Papa Francesco, tuttavia, tratta tutti questi critici perplessi – anzi tutti i cattolici conservatori – con disprezzo palese, paragonandoli a Erode e simili, mentre elogia e accoglie gli abortisti, tradisce la popolazione cattolica di Cina e Hong Kong e difende i preti pedofili mentre insulta i loro vittime finché le pressioni non lo costringono a desistere.

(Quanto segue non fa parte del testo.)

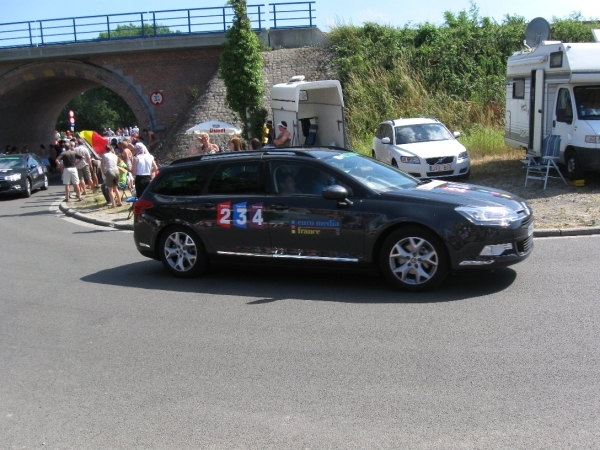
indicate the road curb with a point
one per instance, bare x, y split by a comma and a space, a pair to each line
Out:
565, 232
86, 218
542, 232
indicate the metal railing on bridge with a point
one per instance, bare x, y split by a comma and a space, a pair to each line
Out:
151, 24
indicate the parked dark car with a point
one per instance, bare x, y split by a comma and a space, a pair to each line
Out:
324, 206
22, 173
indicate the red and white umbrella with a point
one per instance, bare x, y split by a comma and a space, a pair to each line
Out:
214, 127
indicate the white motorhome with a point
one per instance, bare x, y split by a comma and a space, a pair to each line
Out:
310, 106
554, 88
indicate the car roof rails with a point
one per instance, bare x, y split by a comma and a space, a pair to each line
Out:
295, 151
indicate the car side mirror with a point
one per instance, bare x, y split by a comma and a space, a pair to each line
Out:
337, 192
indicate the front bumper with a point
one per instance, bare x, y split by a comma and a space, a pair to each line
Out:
469, 255
422, 170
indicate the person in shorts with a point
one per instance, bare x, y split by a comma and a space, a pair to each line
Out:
67, 161
83, 167
110, 172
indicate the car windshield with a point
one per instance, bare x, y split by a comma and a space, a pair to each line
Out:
371, 173
423, 132
11, 163
587, 99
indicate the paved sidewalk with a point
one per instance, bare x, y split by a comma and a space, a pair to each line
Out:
93, 209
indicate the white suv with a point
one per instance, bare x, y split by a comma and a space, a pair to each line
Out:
423, 148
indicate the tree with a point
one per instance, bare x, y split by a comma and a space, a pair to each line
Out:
96, 109
241, 70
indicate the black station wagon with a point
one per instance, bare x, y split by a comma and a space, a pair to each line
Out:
325, 206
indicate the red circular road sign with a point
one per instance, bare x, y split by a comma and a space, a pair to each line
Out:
157, 98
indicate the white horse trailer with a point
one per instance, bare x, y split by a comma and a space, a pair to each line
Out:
303, 103
554, 88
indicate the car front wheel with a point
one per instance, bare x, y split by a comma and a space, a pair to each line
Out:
182, 253
414, 259
27, 191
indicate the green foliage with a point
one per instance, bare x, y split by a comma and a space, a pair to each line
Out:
97, 109
241, 70
133, 30
455, 72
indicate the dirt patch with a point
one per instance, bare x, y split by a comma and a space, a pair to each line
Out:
559, 206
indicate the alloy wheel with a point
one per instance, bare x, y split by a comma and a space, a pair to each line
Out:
180, 251
413, 260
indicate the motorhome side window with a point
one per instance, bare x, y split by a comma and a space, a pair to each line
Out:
564, 107
555, 60
519, 88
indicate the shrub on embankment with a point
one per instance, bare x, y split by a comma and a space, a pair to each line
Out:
454, 71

Gli storici futuri rifletteranno su queste domande e forse un giorno la verità emergerà. Mentre cercano di chiarire cosa è realmente accaduto e perché, avranno bisogno di tutto l’aiuto che possono ottenere per orientarsi nel labirinto della ‘letteratura’ di Papa Francesco, dei suoi sostenitori e dei suoi oppositori, e trarranno vantaggio dalla guida di qualcuno che ha riflettuto a lungo e intensamente sulle ambiguità ecclesiali e ha familiarità con il vasto volume di materiale di dominio pubblico.

Poiché molti dei problemi dell’attuale papato sono stati portati alla luce più chiara del giorno dalla pubblicazione di Amoris Laetitia, sarebbe ovviamente utile se fosse pubblicata una guida attraverso le enormi controversie che quell’esortazione ha generato. E una guida del genere è stata ora compilata – veramente un magnum opus et arduum – da Don Tullio che in più di 1300 pagine ha raccolto i documenti rilevanti e li ha esaminati alla luce di un’ampia conoscenza della Scrittura, come dei Padri e Dottori della Chiesa. Non sorprende che non vorrei accettare tutte le conclusioni che propone, sebbene egli abbia dimostrato la sua tesi generale oltre ogni ragionevole dubbio.

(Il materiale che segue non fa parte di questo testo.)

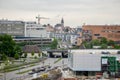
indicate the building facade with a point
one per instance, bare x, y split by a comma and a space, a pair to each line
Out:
35, 30
111, 32
13, 28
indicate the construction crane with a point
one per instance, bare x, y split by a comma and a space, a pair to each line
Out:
39, 18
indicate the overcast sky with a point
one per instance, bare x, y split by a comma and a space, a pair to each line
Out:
74, 12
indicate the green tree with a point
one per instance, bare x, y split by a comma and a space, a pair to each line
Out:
104, 46
39, 54
25, 54
54, 44
111, 43
103, 40
4, 57
32, 53
117, 46
18, 50
7, 45
16, 56
95, 42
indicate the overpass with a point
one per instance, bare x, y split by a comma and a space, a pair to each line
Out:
55, 53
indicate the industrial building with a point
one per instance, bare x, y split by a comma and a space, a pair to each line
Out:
111, 32
90, 62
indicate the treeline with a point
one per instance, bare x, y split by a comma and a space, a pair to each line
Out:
103, 43
9, 48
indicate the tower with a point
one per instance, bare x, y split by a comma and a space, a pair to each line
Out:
62, 22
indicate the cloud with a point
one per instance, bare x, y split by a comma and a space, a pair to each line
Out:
90, 11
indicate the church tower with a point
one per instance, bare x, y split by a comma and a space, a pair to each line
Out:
62, 22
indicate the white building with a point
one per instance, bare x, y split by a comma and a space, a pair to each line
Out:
35, 30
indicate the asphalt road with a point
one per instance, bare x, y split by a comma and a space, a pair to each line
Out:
11, 75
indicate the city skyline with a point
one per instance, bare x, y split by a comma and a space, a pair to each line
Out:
74, 12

Gli storici della Chiesa cattolica nel ventunesimo secolo troveranno il suo materiale una miniera d’oro per le loro eventuali determinazioni, mentre i cattolici di oggi sui banchi troveranno nel suo libro una risorsa ineguagliabile mentre cercano di districare la rete di arroganza, inganno, ambiguità e insulto che ha caratterizzato quello che ci è stato proposto come rinnovamento teologico dall’alto verso il basso.

JOHN RIST

Professore Emerito di Classici e Filosofia, Università di Toronto, FRSC.

Cambridge 2021.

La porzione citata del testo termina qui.